Table 1 Advantages and disadvantages of network models in related work

According to the relevant work mentioned above, this paper proposed an ICUnet++ model with a redesigned Inception-CBAM for MR spine image segmentation. In the proposed ICUnet++ , the AG and CBAM block have been added to better focus on edge feature information. In addition, ICUnet++ uses Inception structure to supersede the two layers of 3 × 3 convolution in the original network, which aims to increase the receptive field by using the multi-scale feature fusion method to achieve performance improvement.

3 Method

This section mainly introduces the proposed ICUnet++ . It elaborates the proposed ICUnet++ network model, Inception structure, and CBAM module respectively.

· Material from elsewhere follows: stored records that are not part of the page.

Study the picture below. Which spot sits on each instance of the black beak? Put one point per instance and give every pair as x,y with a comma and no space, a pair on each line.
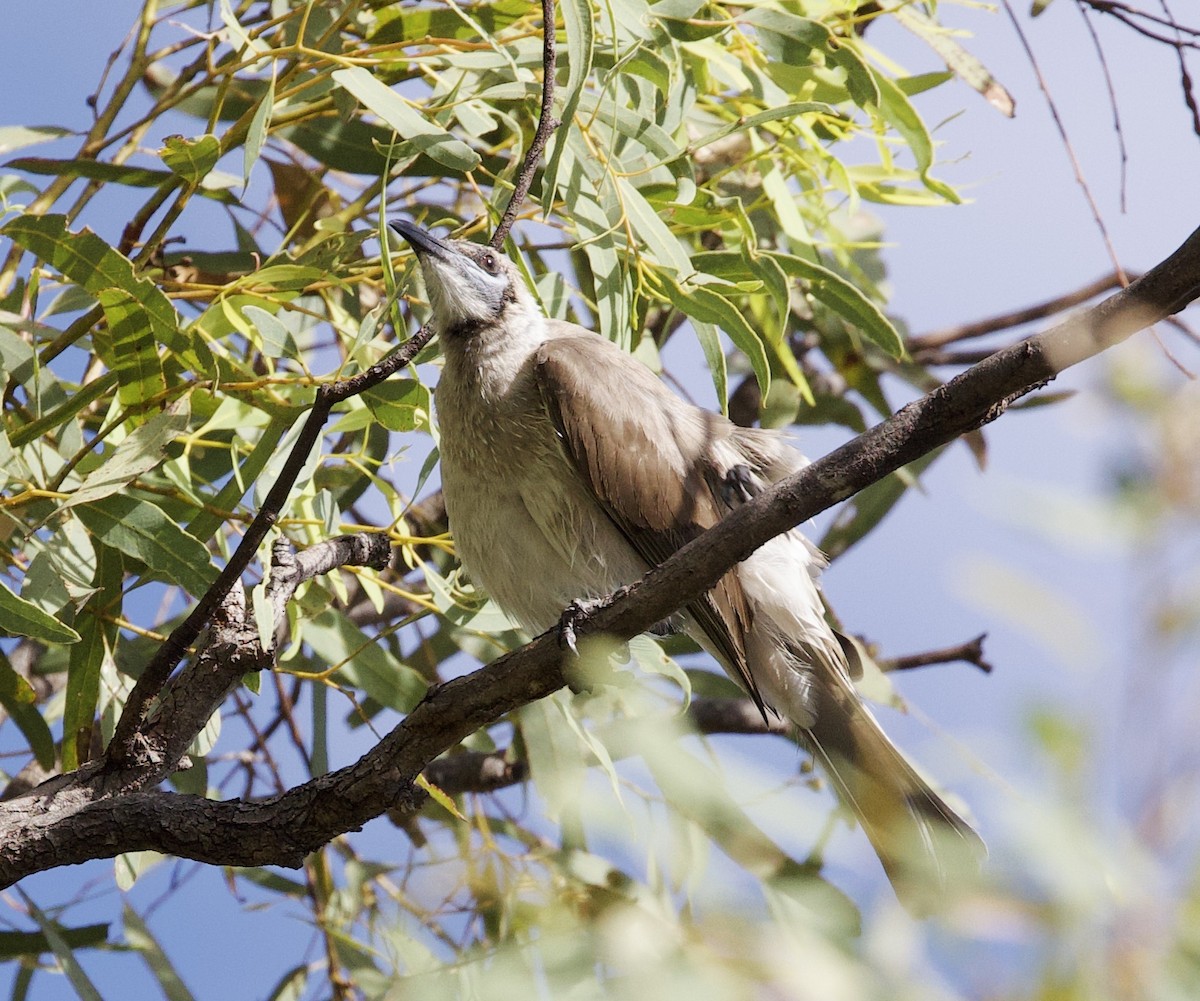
421,240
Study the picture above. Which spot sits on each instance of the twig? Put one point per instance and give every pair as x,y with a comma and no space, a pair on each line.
971,652
174,648
168,655
546,126
1048,307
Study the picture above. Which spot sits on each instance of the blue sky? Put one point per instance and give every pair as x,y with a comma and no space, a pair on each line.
972,552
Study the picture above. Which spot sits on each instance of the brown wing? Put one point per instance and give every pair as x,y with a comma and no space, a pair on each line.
647,459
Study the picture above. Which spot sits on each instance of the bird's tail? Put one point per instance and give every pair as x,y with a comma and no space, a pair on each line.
927,849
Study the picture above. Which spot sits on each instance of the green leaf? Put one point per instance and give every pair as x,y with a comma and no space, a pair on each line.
21,702
139,937
131,865
399,405
215,185
257,133
143,529
138,315
191,159
365,663
900,114
141,451
762,118
558,761
244,475
845,299
18,945
63,948
15,137
577,19
960,61
19,617
869,507
97,640
408,123
709,306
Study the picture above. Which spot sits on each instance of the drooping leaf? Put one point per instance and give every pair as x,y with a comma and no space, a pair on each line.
191,159
414,129
143,529
19,617
19,702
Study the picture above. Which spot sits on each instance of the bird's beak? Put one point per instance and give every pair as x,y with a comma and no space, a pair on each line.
423,241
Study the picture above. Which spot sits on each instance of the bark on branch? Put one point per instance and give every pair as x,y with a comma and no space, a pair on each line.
93,815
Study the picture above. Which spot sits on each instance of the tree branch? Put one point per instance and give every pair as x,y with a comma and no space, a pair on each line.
546,126
71,819
127,739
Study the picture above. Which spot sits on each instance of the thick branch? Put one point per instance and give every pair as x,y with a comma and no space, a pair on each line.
43,829
981,328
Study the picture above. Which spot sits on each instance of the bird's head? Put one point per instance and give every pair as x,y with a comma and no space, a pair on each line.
471,286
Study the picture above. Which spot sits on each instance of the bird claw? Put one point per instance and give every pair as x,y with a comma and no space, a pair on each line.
571,615
739,485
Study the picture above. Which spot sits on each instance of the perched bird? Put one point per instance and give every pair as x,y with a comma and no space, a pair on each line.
569,469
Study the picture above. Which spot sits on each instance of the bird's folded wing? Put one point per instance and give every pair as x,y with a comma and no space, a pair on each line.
646,456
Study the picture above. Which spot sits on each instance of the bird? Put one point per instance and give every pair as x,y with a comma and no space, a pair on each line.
569,469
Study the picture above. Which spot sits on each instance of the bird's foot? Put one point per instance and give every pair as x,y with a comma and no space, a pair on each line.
588,670
739,485
580,609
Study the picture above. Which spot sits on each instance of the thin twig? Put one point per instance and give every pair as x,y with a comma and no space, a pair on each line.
971,652
168,655
546,126
981,328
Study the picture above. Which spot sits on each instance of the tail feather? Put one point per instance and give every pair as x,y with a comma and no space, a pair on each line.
924,845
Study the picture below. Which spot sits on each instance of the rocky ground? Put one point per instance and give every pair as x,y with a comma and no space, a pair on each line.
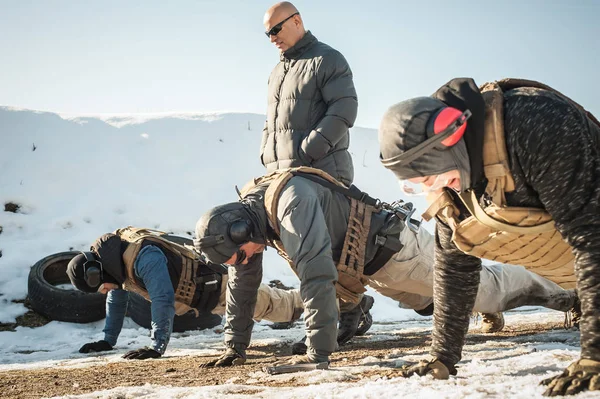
187,370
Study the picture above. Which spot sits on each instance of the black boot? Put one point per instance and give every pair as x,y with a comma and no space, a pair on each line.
575,314
365,323
350,320
299,348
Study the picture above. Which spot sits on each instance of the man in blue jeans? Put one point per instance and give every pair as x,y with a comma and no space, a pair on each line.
162,271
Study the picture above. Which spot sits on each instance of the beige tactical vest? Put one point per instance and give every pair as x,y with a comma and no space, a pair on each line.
351,281
495,231
186,287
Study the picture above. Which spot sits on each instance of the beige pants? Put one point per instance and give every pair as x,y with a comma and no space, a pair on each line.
272,304
408,278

3.1 Network model framework

The proposed ICUnet++ network model for spine image segmentation is derived from the encoder-decoder architecture Unet++ model with dense skip connections. As shown in Fig. 1, the network replaces the two layers 3 × 3 convolution in the encoder-decoder stage with the designed Inception structure. The Inception structure uses multiple convolutional kernels of different sizes to obtain features at different scales and enhance the feature extraction capability of the network. The network uses a 2 × 2 maximum pooling for downsampling, doubling the number of feature channels downsampled at each layer. Accordingly, the upsampling is required in the decoder stage to restore the features extracted in the encoding stage to their original size, and up-sampling is performed by means of adjacent interpolation. During the upsampling process, the number of feature channels is halved. In order to obtain more useful global information, CBAM module is added in the decoder stage of the network. In the skip connection stage, dense nested connections are used to increase the depth and width of the network and integrate image features at different levels. The attention mechanism is used to focus on relevant information and ignore irrelevant information, so AG and CBAM are added to the skip connection of ICUnet++ .

Fig. 1
figure 1

The proposed ICUnet++ model

3.2 Inception structure

ICUnet++ network model is encoder-decoder architecture. The encoder stage tries to capture more high-level semantic features in the input image while gradually reducing its spatial dimensionality. And the decoder stage is to recover the original resolution and spatial dimensionality of the image. To obtain more contextual information, features can be extracted in the encoder-decoder using convolutional kernels of different scales. Therefore, Inception is used to replace the convolution block in the encoder-decoder in Unet++ . The Inception structure is shown in Fig. 2, where (a) is the initial structure, and (b) is modified structure. The structure replaces Max_pool in the original module with 3 × 3 convolution and the number of input channels remains constant. The stride is set to 1 in the network, which increases the number of extracted features. Then batch normalization (BN) [37] is added after each convolution to reduce the gradient disappearance or explosion. In the proposed network, two 3 × 3 convolutions in Unet++ are replaced by the designed Inception block. Compared with the original Unet++ structure, ICUnet++ obtains features at different scales from convolutional kernels of different sizes, increasing the receptive field for feature extraction. Define that \({\text{y}}_{l}\) is the \(l_{th}\) layer output. The \(h_{n \times n} ()\) denotes a n × n convolutional layer and \(h_{b} ()\) represents the BN layer. And \(f_{r} ()\) denotes the ReLU activation function, concatenation function is denoted by ◦. The output of each modified Inception structure can be expressed as formula (1):

$$\begin{gathered} {\text{y}}_{l + 1} = f_{r} \left[ {(h_{b} (h_{3 \times 3} (y_{l} )))} \right] \\ \circ f_{r} \left[ {h_{b} (h_{3 \times 3} (f_{r} (h_{b} (h_{3 \times 3} (f_{r} (h_{b} (h_{{{1} \times {1}}} (y_{l} ))))))))} \right] \\ \circ f_{r} \left[ {(h_{b} (h_{3 \times 3} (y_{l} )))} \right] \\ \end{gathered}$$
(1)
Fig. 2
figure 2

Inception structure a Initial structure, b Modified structure

3.3 CBAM and AG module

Convolution Block Attention Module (CBAM) contains 2 independent submodules, Channel Attention module and Spatial Attention module. As a lightweight general structure, CBAM is used in feedforward convolutional networks, which can be seamlessly integrated into other CNN networks, and it brings a negligible number of parameters.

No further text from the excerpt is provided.